Always controversial in America, imposition of the death penalty for murder (or other serious crimes) remains a constant point of heated debate. Serial killers, whose multiple murders frequently incorporate brutal torture and sexual assault, are often described as “poster children” for capital punishment, but abolitionists would spare all felons, without regard to the nature or number of their crimes. Arguments range from the moral (“All killing is wrong”; “All lives are precious”) to the economic (“Life imprisonment is cheaper than lengthy death-sentence appeals”), but results of every published poll to date suggest that a majority of those surveyed support execution in cases of first-degree (premeditated) murder.
The 1960s saw a sharp decline in American executions, with seven inmates executed in 1965 (down from 152 in 1947), and only one in 1967. No more had been dispatched by 1972, when the US Supreme Court ruled that all American death penalty statutes, as currently written, were unconstitutional under the Eighth Amendment’s ban on cruel and unusual punishment. Across the country, 648 condemned inmates—including such notorious serial killers as Richard Speck and six members of the MANSON FAMILY—saw their sentences commuted overnight to life imprisonment with possible parole (though few of the repeat offenders have been freed to date). By 1976, a groundswell of public opinion induced the high court to revise its opinion, permitting execution in the case of certain felonies specifically defined by law. Multiple murder (or murder accompanied by torture and/or sexual assault) is among those crimes authorized for capital punishment in all 38 death-penalty states. Texas was the first state to specifically list serial murder as a capital offense.

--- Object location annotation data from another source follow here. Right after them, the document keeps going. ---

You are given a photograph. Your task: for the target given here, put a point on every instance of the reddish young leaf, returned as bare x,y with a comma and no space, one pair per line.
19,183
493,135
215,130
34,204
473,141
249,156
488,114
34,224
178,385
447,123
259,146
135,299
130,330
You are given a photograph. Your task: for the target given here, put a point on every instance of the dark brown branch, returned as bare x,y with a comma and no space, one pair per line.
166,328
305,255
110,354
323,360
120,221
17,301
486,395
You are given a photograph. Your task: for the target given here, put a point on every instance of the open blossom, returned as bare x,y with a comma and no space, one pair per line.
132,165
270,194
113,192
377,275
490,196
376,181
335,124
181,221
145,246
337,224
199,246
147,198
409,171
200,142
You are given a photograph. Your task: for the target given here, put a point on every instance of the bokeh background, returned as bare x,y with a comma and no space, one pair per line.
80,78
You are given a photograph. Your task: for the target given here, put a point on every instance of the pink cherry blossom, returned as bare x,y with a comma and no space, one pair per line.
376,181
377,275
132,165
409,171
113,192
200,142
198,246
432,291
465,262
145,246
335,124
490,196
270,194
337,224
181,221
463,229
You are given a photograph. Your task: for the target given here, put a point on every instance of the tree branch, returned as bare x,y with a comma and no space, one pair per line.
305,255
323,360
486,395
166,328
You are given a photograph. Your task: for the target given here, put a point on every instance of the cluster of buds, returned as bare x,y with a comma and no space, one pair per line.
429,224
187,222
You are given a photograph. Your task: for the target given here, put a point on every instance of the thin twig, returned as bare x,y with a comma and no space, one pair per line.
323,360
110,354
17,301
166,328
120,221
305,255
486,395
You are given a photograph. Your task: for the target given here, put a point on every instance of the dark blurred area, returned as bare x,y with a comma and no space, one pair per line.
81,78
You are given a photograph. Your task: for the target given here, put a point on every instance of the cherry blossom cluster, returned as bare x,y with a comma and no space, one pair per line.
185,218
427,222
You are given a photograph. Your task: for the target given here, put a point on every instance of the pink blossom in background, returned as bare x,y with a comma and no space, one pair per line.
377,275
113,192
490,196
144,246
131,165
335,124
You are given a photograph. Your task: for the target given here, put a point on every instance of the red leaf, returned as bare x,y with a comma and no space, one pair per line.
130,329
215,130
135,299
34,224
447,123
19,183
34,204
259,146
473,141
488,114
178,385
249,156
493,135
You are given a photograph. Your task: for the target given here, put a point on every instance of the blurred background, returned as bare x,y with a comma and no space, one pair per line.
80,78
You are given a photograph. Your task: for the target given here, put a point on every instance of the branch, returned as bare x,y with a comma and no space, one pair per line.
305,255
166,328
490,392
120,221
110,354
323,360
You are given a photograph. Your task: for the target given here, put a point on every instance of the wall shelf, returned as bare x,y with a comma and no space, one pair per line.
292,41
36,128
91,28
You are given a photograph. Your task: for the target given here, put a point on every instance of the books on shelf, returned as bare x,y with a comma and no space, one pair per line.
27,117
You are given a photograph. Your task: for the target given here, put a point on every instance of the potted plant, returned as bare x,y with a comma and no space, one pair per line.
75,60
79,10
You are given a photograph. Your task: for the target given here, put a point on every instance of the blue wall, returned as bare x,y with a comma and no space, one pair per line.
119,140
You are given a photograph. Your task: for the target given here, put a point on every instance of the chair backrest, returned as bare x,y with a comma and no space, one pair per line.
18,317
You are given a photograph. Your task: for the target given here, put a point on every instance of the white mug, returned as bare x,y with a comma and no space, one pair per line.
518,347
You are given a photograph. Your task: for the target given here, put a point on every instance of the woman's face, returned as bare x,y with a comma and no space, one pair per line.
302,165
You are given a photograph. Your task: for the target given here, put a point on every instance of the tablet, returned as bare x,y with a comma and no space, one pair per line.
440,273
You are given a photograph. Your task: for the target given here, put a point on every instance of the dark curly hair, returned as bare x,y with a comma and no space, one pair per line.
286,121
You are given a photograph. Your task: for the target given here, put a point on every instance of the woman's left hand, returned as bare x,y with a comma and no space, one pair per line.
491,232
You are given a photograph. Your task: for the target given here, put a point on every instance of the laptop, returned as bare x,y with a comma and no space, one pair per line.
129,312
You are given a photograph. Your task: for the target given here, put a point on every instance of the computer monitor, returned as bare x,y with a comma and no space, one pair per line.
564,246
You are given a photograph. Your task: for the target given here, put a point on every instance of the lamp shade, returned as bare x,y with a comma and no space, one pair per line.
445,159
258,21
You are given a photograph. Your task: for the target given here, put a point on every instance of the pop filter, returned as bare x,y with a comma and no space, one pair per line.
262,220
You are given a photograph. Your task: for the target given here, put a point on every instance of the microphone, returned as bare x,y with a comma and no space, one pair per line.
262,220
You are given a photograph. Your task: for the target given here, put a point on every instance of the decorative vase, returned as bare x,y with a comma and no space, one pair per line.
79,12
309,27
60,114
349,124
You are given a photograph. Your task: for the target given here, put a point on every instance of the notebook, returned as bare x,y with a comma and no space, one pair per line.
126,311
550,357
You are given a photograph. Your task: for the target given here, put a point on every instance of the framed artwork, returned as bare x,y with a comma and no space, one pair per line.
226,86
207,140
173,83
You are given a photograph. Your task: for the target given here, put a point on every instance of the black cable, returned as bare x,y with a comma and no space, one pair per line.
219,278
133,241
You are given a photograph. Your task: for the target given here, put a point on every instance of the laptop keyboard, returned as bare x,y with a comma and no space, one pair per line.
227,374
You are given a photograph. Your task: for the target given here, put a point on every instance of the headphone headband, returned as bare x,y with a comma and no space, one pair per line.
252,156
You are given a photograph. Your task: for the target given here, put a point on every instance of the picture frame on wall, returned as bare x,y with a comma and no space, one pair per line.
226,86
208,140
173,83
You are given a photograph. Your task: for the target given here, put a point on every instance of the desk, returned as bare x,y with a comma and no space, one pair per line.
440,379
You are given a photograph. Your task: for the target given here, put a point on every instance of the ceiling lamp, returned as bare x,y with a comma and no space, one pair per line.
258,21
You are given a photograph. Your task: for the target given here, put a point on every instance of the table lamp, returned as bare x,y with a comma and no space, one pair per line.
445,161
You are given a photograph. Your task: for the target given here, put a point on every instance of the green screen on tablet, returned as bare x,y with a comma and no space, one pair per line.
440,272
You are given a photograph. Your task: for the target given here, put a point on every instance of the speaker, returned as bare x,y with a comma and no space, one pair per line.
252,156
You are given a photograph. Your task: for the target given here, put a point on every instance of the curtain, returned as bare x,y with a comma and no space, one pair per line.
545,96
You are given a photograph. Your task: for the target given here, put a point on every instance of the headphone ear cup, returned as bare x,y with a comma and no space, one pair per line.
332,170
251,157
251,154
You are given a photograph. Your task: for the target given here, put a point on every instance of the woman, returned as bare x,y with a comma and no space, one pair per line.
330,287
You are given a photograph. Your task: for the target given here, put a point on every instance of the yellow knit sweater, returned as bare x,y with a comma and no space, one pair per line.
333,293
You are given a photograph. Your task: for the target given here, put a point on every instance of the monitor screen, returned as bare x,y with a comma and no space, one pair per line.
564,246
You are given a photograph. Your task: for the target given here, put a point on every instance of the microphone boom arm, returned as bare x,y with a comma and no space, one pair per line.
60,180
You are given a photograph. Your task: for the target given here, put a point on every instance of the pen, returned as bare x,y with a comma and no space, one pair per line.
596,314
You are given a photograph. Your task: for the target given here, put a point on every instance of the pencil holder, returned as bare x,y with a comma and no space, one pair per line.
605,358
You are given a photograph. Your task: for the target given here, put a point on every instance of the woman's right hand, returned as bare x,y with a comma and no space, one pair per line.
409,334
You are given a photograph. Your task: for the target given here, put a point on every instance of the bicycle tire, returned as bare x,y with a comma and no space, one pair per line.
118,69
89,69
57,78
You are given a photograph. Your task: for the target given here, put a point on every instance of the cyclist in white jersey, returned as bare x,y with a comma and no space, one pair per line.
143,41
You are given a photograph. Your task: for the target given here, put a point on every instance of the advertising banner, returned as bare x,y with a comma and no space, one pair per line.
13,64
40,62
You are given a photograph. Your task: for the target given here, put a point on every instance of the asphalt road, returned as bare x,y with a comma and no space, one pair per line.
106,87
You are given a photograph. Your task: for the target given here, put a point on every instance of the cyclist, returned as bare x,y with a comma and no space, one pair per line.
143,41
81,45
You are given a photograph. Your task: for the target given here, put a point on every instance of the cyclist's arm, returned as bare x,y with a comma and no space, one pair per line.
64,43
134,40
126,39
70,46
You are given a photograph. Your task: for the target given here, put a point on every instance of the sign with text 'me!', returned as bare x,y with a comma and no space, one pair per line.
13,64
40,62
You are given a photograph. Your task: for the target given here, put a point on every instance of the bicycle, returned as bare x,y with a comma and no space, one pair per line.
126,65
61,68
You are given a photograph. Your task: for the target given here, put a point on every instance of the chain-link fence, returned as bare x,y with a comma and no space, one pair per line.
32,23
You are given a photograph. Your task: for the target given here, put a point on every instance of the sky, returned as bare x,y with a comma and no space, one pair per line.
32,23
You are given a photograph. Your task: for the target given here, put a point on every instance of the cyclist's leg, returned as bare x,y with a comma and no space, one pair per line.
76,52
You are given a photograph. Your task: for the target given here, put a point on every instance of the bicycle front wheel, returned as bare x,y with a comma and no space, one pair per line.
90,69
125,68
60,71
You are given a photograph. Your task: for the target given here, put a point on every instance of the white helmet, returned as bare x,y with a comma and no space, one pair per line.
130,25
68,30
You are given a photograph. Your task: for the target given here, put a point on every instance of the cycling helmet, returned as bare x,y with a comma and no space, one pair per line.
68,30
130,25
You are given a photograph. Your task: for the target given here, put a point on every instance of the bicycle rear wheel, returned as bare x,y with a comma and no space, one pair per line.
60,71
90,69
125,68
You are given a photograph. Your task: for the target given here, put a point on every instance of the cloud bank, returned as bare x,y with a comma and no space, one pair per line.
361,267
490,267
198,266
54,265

The first condemned inmate to die in America after a nine-year hiatus in executions was serial slayer Gary Gilmore, shot by a Utah firing squad in January 1977. Between that event and September 2004, at least 81 other serial killers were executed in 19 American states. In retrospect, there seems to be no statistical validity for the abolitionist argument that suicidal slayers migrate to death-penalty states in search of an “easy” death. New York, as a prime example, has consistently ranked among the top five U.S. states in cases of serial murder reported, although the state banned capital punishment for more than 20 years, from 1972 to 1994.